You’re not a pushover or anything, but you do like it when other people are in control. Ever thought about bringing that natural submissiveness into the bedroom? Or Prius backseat? Course you have. You’re just too afraid that your increasing interest in submission abnormal (it’s not). You’ll scared of how far you might take it (not far, knowing you). You need someone experienced to show you the ropes; a real-life Christian or Christina Grey. Look on FetLife. Just saying.

Scorpio

How on earth it’s possible that you’re flighty, yet possessive, is beyond most people. However, easy-going Pisces and intense Aries are both well-equipped to handle the precarious psychosexual situation you’re equipped with, and luckily for you, your connections with both these signs is intensified this month. Use this natural chemistry to let your guard down and be yourself, fascination with orange juice enemas and all. They’ll just totally, like “get” you.

Sagittarius

Your sex life is a magical unicorn this month.

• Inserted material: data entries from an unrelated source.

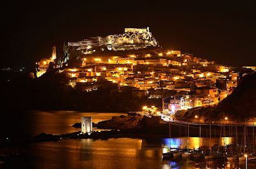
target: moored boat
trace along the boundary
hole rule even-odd
[[[184,152],[181,156],[182,158],[191,158],[192,157],[192,154],[190,152]]]
[[[237,160],[238,159],[237,156],[229,156],[227,157],[227,160]]]
[[[173,158],[175,158],[175,157],[181,157],[182,154],[181,154],[181,152],[173,152],[173,153],[172,154],[172,155],[173,156]]]
[[[173,156],[173,153],[172,152],[165,152],[162,154],[163,157],[165,158],[170,158]]]
[[[204,158],[205,159],[214,159],[214,158],[216,158],[216,156],[214,156],[214,155],[209,155],[209,156],[204,156]]]
[[[192,154],[193,158],[201,158],[202,154],[201,153],[196,153]]]

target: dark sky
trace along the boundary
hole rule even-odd
[[[161,46],[228,66],[256,66],[253,1],[1,3],[1,68],[31,68],[56,45],[150,27]]]

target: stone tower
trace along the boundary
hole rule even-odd
[[[56,47],[53,46],[52,53],[52,59],[54,60],[56,59]]]
[[[92,117],[81,117],[81,126],[83,133],[90,133],[92,132]]]

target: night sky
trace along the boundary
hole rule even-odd
[[[224,2],[223,2],[224,1]],[[227,66],[256,66],[253,1],[1,2],[0,68],[33,68],[64,41],[149,26],[159,45]]]

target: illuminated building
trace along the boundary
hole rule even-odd
[[[56,47],[53,46],[52,52],[52,60],[54,60],[56,59]]]
[[[81,117],[81,126],[83,133],[90,133],[92,132],[92,117]]]

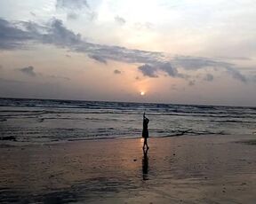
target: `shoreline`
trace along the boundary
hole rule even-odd
[[[252,136],[100,139],[0,148],[1,203],[254,203]]]

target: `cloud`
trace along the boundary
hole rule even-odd
[[[120,17],[120,16],[116,16],[115,17],[115,21],[116,23],[118,23],[119,25],[121,25],[121,26],[123,26],[126,22],[126,20],[124,18]]]
[[[36,74],[34,72],[34,67],[32,67],[32,66],[29,66],[28,67],[24,67],[24,68],[19,68],[18,70],[24,73],[27,75],[29,75],[29,76],[36,76]]]
[[[121,72],[120,70],[118,70],[118,69],[116,69],[116,70],[114,71],[114,74],[116,74],[116,75],[120,75],[120,74],[122,74],[122,72]]]
[[[33,40],[30,32],[23,31],[12,23],[0,19],[0,50],[23,47],[24,42]]]
[[[92,54],[92,55],[89,54],[88,57],[89,57],[89,58],[92,58],[92,59],[93,59],[94,60],[99,61],[99,62],[100,62],[100,63],[107,64],[107,60],[106,60],[104,58],[100,57],[100,56],[93,55],[93,54]]]
[[[230,63],[218,61],[208,58],[177,56],[172,59],[173,65],[187,70],[197,70],[205,67],[226,67],[233,66]]]
[[[233,67],[227,67],[227,71],[234,79],[237,79],[243,82],[247,82],[247,78],[243,75],[238,70]]]
[[[188,86],[194,86],[195,84],[196,84],[195,80],[194,80],[194,81],[190,81],[190,82],[188,82]]]
[[[90,9],[86,0],[57,0],[56,9],[67,13],[68,20],[77,20],[86,14],[90,20],[96,18],[96,13]]]
[[[86,0],[57,0],[56,8],[64,8],[70,10],[81,10],[89,8]]]
[[[165,73],[172,77],[188,80],[189,75],[181,74],[181,69],[196,71],[214,68],[225,70],[236,80],[247,82],[247,78],[234,64],[215,59],[191,56],[167,58],[165,53],[159,51],[89,43],[83,40],[81,35],[68,29],[63,22],[57,19],[52,19],[43,25],[26,21],[9,22],[0,19],[0,50],[24,49],[25,44],[31,45],[38,43],[84,53],[103,64],[107,64],[108,60],[138,64],[138,70],[148,77],[158,77],[161,73]]]
[[[214,79],[214,77],[213,77],[212,75],[211,75],[211,74],[207,74],[207,75],[204,76],[204,79],[205,81],[207,81],[207,82],[212,82],[213,79]]]
[[[145,64],[140,66],[138,69],[142,72],[143,75],[145,76],[158,77],[158,75],[156,74],[157,72],[157,68],[154,67],[153,66]]]

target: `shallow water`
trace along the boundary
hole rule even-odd
[[[256,131],[255,107],[0,98],[0,133],[27,143],[140,137],[144,111],[149,137]]]

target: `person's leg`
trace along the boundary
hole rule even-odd
[[[146,137],[146,146],[147,146],[147,149],[149,149],[148,145],[148,138]]]
[[[143,150],[144,150],[145,145],[146,145],[146,138],[144,137],[144,143],[143,143],[143,147],[142,147]]]

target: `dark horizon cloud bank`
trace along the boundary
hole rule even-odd
[[[19,68],[18,70],[20,72],[25,74],[25,75],[29,75],[29,76],[36,76],[36,72],[34,71],[34,67],[32,67],[32,66],[28,66],[28,67]]]
[[[60,1],[66,5],[72,1]],[[86,5],[86,1],[78,1]],[[77,2],[76,2],[77,3]],[[86,4],[85,4],[86,3]],[[75,6],[75,5],[74,5]],[[138,70],[147,77],[158,77],[165,74],[171,77],[188,79],[189,75],[180,71],[196,71],[198,69],[215,68],[223,70],[235,80],[247,82],[248,78],[240,73],[236,65],[210,58],[192,56],[174,56],[167,58],[160,51],[148,51],[89,43],[80,34],[68,29],[63,22],[52,19],[45,24],[32,21],[8,21],[0,19],[0,50],[29,49],[33,43],[54,45],[74,52],[86,54],[89,58],[107,64],[108,60],[136,64]],[[28,45],[29,44],[29,45]],[[33,75],[33,68],[25,67],[25,72]],[[213,77],[208,77],[208,81]]]

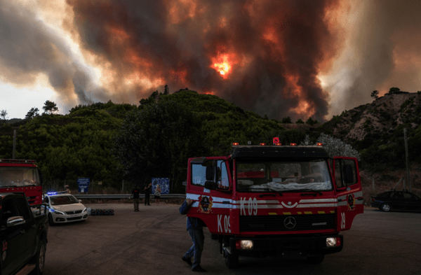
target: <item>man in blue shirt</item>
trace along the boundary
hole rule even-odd
[[[186,199],[180,207],[180,213],[182,215],[187,214],[190,207],[192,207],[192,204],[193,201],[192,199]],[[181,259],[192,266],[192,271],[197,272],[204,272],[206,271],[200,266],[200,259],[205,241],[203,226],[206,225],[201,219],[187,217],[187,231],[192,238],[193,245]],[[190,258],[193,256],[194,256],[194,261],[192,262]]]

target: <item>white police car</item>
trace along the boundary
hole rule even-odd
[[[86,207],[65,191],[48,192],[44,195],[44,202],[48,205],[50,225],[86,220],[88,218]]]

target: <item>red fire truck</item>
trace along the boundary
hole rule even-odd
[[[32,160],[0,159],[0,192],[22,192],[29,205],[42,203],[40,173]]]
[[[187,216],[218,237],[229,268],[239,256],[320,263],[363,212],[357,160],[329,158],[321,143],[234,143],[227,157],[189,158],[187,198]]]

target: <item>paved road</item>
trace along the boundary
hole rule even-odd
[[[45,275],[189,274],[180,258],[192,242],[178,206],[93,204],[113,216],[50,227]],[[228,269],[217,241],[205,231],[202,266],[208,274],[421,274],[421,213],[366,209],[344,232],[342,252],[318,265],[304,259],[240,257]],[[207,232],[207,234],[206,234]]]

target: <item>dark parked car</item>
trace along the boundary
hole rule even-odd
[[[421,211],[421,197],[408,191],[386,191],[371,196],[371,207],[377,207],[388,212],[390,210]]]

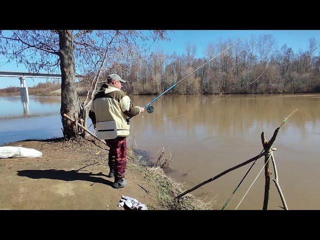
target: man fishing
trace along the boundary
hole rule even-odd
[[[108,84],[104,84],[102,86],[94,96],[89,117],[94,129],[97,128],[99,133],[106,134],[108,138],[106,142],[110,148],[108,176],[110,178],[114,177],[113,186],[118,188],[124,188],[127,184],[124,172],[126,164],[126,137],[130,134],[130,126],[126,120],[126,116],[131,118],[138,115],[143,112],[144,108],[133,106],[129,96],[121,90],[123,83],[126,81],[118,75],[109,75],[107,82]],[[109,126],[107,128],[110,129],[100,126]],[[108,136],[116,136],[110,139]]]

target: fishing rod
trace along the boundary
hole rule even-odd
[[[164,94],[165,94],[166,93],[168,92],[168,91],[170,91],[170,90],[171,90],[172,89],[174,88],[178,84],[179,84],[180,82],[181,82],[182,80],[184,80],[184,79],[186,79],[186,78],[188,78],[188,76],[189,76],[190,75],[191,75],[192,74],[193,74],[194,72],[196,72],[197,70],[199,70],[200,68],[202,68],[202,66],[204,66],[204,65],[206,65],[206,64],[208,64],[208,62],[209,62],[210,61],[213,60],[214,59],[216,58],[217,56],[218,56],[219,55],[220,55],[221,54],[222,54],[223,52],[226,52],[226,50],[228,50],[228,49],[229,49],[230,48],[231,48],[232,46],[236,44],[238,44],[238,42],[240,42],[240,41],[241,41],[242,40],[242,39],[240,39],[240,40],[239,40],[237,42],[234,43],[234,44],[232,44],[232,45],[231,45],[228,48],[226,48],[223,51],[222,51],[221,52],[220,52],[219,54],[218,54],[218,55],[214,56],[211,59],[210,59],[210,60],[208,60],[208,62],[206,62],[204,63],[204,64],[202,64],[201,66],[200,66],[200,67],[198,67],[198,68],[196,68],[196,70],[194,70],[194,72],[190,72],[190,74],[188,74],[184,78],[182,78],[181,80],[180,80],[179,82],[178,82],[174,84],[173,84],[172,86],[171,86],[170,88],[169,88],[168,89],[167,89],[162,94],[161,94],[160,95],[159,95],[156,98],[154,98],[154,99],[153,99],[151,102],[150,102],[148,104],[146,104],[146,105],[144,105],[144,108],[146,108],[146,110],[147,112],[149,113],[149,114],[152,114],[154,111],[154,108],[153,106],[152,106],[151,105],[151,104],[152,102],[154,102],[156,100],[158,100],[159,98],[160,98],[161,96],[162,96],[162,95],[164,95]],[[129,122],[129,120],[130,120],[130,118],[132,118],[132,116],[126,118],[126,122],[128,123]]]

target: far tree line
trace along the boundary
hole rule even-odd
[[[144,58],[118,61],[104,75],[116,73],[128,80],[126,90],[129,94],[158,94],[235,42],[209,44],[201,58],[195,57],[196,47],[190,44],[180,55],[157,51]],[[84,86],[90,82],[90,74],[87,76]],[[171,91],[180,94],[310,92],[320,92],[320,46],[316,40],[309,40],[305,51],[295,52],[286,44],[277,48],[270,34],[242,40]]]

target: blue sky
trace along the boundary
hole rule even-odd
[[[196,58],[204,56],[204,51],[208,44],[216,43],[220,38],[235,40],[240,37],[244,40],[249,40],[252,35],[258,37],[261,34],[270,34],[276,38],[278,48],[286,44],[288,48],[292,48],[294,52],[300,50],[305,50],[308,44],[308,40],[314,38],[317,42],[318,49],[316,54],[318,54],[320,48],[320,30],[178,30],[169,31],[168,36],[170,41],[160,42],[154,44],[151,48],[152,51],[157,49],[163,50],[165,54],[170,54],[176,51],[177,54],[181,54],[185,51],[188,44],[196,46]],[[0,71],[17,70],[28,72],[23,64],[12,62],[2,65],[5,62],[2,58],[0,58]],[[32,86],[39,82],[46,82],[45,78],[26,78],[27,86]],[[20,81],[18,78],[0,77],[0,88],[16,86],[18,86]]]

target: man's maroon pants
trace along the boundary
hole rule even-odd
[[[116,180],[123,178],[126,164],[126,138],[124,136],[118,136],[106,140],[106,142],[110,148],[108,161],[110,170],[114,170]]]

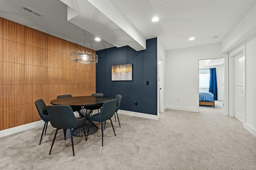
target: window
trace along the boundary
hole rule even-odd
[[[199,88],[209,88],[210,69],[199,70]]]

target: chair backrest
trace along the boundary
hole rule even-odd
[[[99,121],[103,121],[110,119],[115,113],[116,106],[116,99],[105,102],[98,114]]]
[[[103,93],[93,93],[91,95],[92,96],[103,96]]]
[[[53,127],[60,129],[77,126],[77,119],[70,106],[48,106],[47,111],[50,122]]]
[[[71,94],[64,94],[64,95],[60,95],[57,96],[57,99],[60,99],[61,98],[71,98],[72,97],[72,95]]]
[[[122,96],[120,94],[117,94],[116,96],[116,107],[115,112],[116,112],[119,109],[119,107],[120,107],[121,100],[122,100]]]
[[[35,104],[36,107],[37,111],[39,114],[40,117],[45,122],[49,121],[48,113],[46,108],[46,106],[44,101],[42,99],[38,99],[35,102]]]

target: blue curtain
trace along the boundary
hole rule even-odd
[[[217,76],[216,68],[210,69],[210,84],[209,92],[212,93],[214,96],[214,100],[218,100],[218,90],[217,88]]]

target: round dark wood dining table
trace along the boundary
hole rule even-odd
[[[93,110],[100,108],[105,102],[113,99],[107,96],[75,96],[55,99],[52,100],[50,104],[53,105],[69,105],[74,111],[77,111],[80,117],[84,117],[90,115]],[[98,131],[98,127],[91,121],[86,119],[84,123],[86,131],[90,127],[88,135],[94,133]],[[74,136],[84,136],[85,135],[82,125],[72,131]]]

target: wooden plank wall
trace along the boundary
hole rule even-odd
[[[95,92],[96,64],[71,61],[78,50],[85,47],[0,17],[0,130],[41,120],[38,99]]]

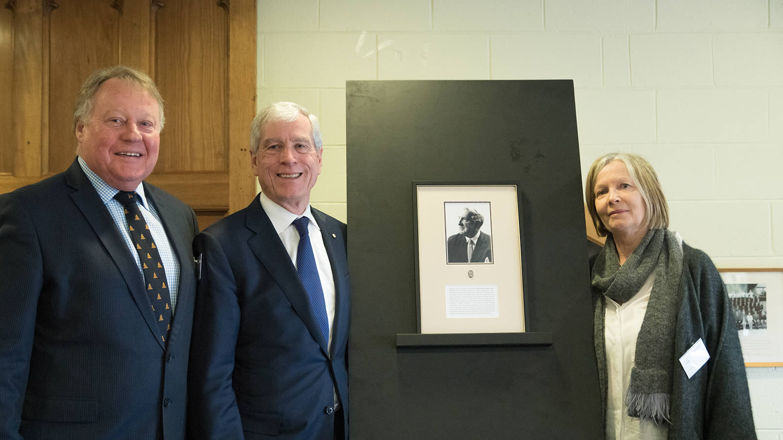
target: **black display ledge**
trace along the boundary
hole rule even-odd
[[[449,333],[399,334],[397,347],[523,347],[551,345],[552,334]]]

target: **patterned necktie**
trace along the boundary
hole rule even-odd
[[[153,241],[152,232],[147,225],[142,211],[136,203],[134,191],[120,191],[114,196],[125,207],[125,219],[131,233],[131,241],[139,254],[144,273],[144,284],[150,297],[150,306],[155,313],[161,338],[165,343],[171,330],[171,303],[166,283],[166,272],[163,269],[163,261]]]
[[[310,234],[307,231],[307,217],[300,217],[294,221],[294,226],[299,231],[299,246],[296,251],[296,271],[299,279],[307,290],[310,298],[310,307],[316,315],[323,339],[329,342],[329,316],[327,315],[327,305],[323,299],[323,288],[321,287],[321,277],[318,276],[318,267],[316,266],[316,257],[312,254],[312,246],[310,244]]]

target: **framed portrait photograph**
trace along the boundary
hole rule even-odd
[[[413,182],[420,334],[525,331],[516,183]]]
[[[783,366],[783,269],[718,269],[745,366]]]

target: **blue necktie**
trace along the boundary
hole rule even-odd
[[[150,297],[150,306],[157,316],[161,328],[161,338],[165,343],[168,334],[171,331],[171,308],[168,287],[166,287],[166,272],[163,268],[163,260],[157,251],[157,247],[153,240],[150,226],[144,220],[136,203],[135,191],[120,191],[114,199],[122,204],[125,208],[125,219],[131,234],[131,241],[139,254],[139,260],[142,265],[142,272],[144,273],[145,290]]]
[[[299,231],[299,246],[296,251],[296,271],[299,279],[307,290],[310,297],[310,307],[316,315],[323,339],[329,342],[329,316],[327,315],[327,305],[323,300],[323,288],[321,287],[321,277],[318,276],[318,267],[316,266],[316,257],[312,254],[312,246],[310,244],[310,234],[307,231],[309,219],[301,217],[294,221],[294,226]]]

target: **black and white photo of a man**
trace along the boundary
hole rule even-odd
[[[446,262],[492,262],[492,236],[481,231],[484,223],[484,215],[475,208],[462,209],[457,223],[460,233],[446,240]]]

An unusual amount of air planets give you the ability to communicate what you want, and Jupiter, your ruling planet, imbues you with the luck you’ll need to pull it off. Expect your partners to be more receptive to your weird, semi-complicated fantasies, but to also appreciate the challenge of fulfilling them. It’s kind of all about you right now, so sit back, relax, and let that train of midgets prod your taint. You win.